Towards Zero Trust Network Security via Programmable Data Planes

Abstract

Traditional enterprise security relies on network perimeters to define and enforce network security policies while granting ambient trust to entities within these perimeters. Zero Trust architecture eliminates this ambient trust and requires consistent verification of every access request with the least privileges granted. However, existing network-level and host-level defenses operate in isolation, limiting their ability to correlate inter-host and intra-host activities and thereby detect or contain sophisticated, cross-host attacks. In this dissertation, we present a unified approach for enforcing end-to-end security decisions across hosts and the network by leveraging programmable data planes to realize in-network Zero Trust security.
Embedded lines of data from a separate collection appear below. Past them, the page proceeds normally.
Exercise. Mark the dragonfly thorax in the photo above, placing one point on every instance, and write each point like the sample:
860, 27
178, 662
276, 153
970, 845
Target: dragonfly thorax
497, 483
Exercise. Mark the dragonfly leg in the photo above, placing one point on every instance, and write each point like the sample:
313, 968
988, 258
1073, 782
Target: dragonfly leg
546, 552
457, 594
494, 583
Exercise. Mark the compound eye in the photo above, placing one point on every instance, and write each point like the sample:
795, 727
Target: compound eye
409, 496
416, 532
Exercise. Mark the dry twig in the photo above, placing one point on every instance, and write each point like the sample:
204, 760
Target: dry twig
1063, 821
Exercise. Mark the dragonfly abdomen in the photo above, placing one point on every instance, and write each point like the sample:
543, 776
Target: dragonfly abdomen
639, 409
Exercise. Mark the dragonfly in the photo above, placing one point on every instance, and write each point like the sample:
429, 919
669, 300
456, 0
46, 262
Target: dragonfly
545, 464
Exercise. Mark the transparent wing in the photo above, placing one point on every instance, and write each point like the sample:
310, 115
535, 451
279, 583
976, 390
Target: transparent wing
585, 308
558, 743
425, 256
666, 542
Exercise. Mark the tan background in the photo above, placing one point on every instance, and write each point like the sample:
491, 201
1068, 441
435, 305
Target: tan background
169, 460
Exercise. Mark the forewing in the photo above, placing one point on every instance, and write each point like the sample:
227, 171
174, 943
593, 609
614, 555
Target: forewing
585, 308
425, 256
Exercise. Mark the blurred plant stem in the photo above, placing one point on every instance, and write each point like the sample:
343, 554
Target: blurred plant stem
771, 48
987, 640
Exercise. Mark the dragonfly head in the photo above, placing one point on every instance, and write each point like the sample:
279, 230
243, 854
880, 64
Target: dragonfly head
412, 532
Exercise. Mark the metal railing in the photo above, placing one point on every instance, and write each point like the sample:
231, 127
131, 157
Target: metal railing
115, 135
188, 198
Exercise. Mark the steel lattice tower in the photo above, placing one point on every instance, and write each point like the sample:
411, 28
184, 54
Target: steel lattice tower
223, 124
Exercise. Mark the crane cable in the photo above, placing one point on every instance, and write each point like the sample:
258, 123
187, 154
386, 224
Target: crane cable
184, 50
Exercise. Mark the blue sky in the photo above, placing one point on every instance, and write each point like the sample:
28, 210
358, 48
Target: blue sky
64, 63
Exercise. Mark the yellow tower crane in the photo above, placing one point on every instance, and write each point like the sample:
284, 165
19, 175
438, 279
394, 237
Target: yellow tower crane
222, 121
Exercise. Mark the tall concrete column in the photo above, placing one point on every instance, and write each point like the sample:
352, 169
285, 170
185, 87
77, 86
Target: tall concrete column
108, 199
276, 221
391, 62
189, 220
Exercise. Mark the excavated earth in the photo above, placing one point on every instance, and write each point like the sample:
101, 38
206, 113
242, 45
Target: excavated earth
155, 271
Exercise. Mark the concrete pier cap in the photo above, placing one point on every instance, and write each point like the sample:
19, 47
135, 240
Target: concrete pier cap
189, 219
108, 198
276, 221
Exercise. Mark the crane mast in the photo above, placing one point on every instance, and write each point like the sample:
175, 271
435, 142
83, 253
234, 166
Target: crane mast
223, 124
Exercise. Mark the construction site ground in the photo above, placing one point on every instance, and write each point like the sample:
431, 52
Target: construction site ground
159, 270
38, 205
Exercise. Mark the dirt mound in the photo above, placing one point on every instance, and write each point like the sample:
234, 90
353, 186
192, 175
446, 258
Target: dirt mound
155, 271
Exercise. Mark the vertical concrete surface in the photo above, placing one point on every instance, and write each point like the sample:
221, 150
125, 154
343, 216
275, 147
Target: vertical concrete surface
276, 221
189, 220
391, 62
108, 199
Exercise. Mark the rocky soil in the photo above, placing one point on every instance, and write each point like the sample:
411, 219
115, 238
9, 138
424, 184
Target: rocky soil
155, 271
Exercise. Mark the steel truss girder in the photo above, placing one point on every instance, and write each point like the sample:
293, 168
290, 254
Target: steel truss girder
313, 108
Our approach transforms the existing network infrastructure into an active protection backbone capable of preventing sophisticated attacks in real time without requiring significant changes to existing infrastructures. To achieve our goal, we first design P4Control, an in-network information flow control mechanism that prevents cross-host attacks at line rate. P4Control leverages programmable switches and eBPF to correlate intra-host and inter-host activities to detect attackers that aim to laterally move in the network to evade existing defenses. Second, we leverage such hardware-software co-design to enable in-network fine-grained continuous authentication to grant network access to authorized processes. For this, we design NetCap, a novel continuous authentication scheme to validate every network access request and prevent attackers from stealing access tokens to gain unauthorized access to protected resources. Third, we present an identity-aware, fine-grained microsegmentation defense, called NetZone, that enforces least-privilege access on a per-user, process-level basis. The defense creates a custom access scope for each user, restricting their visibility to only resources authorized by their identity policies. These access scopes are bound to user processes and persist across hosts with user movement, ensuring consistent enforcement regardless of network location. Our dissertation paves the way for enforcing end-to-end security across hosts and networks, realizing the core principles of Zero Trust through programmable data planes to prevent various sophisticated attacks at line-rate network performance.